Comment by kentonv
The Cache API is a web-standard API. We chose to follow it in an attempt to follow standards. Unfortunately it turned out to be a poor fit. Among other things, as you note, the "cache key" is required to be HTTP-request-shaped, but must be a GET request, so to cache the result of a POST request you have to create a fake GET request that encodes the unique cache key in the URL. The keys should have just been strings computed by the app all along, but that's not what the standard says.

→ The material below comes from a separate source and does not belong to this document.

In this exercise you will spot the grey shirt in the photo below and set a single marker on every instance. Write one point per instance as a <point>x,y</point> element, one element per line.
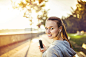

We'll likely replace it at some point with a non-standard API that works better. People will then accuse us of trying to create lock-in. ¯\_(ツ)_/¯
> The Cache API is a web-standard API. We chose to follow it in an attempt to follow standards.
That's perfectly fine, but it doesn't justify the lack of support for non-GET requests though. The Cache API represents the interface but you dictate what you choose how to implement it. In fact, Cloudflare's cache API docs feature some remarks on how Cloudflare chose to implement some details a certain way and chose to not implement at all some parts of Cache API.
https://developers.cloudflare.com/workers/runtime-apis/cache...
Also, the Cache API specification doesn't exclude support for non-GET requests.
https://w3c.github.io/ServiceWorker/#cache-put
If Cloudflare's Cache API implementation suddenly supported POST requests, the only observable behavior change would be that cache.put() would no longer throw an error for requests other than GET. This is hardly an unacceptable change.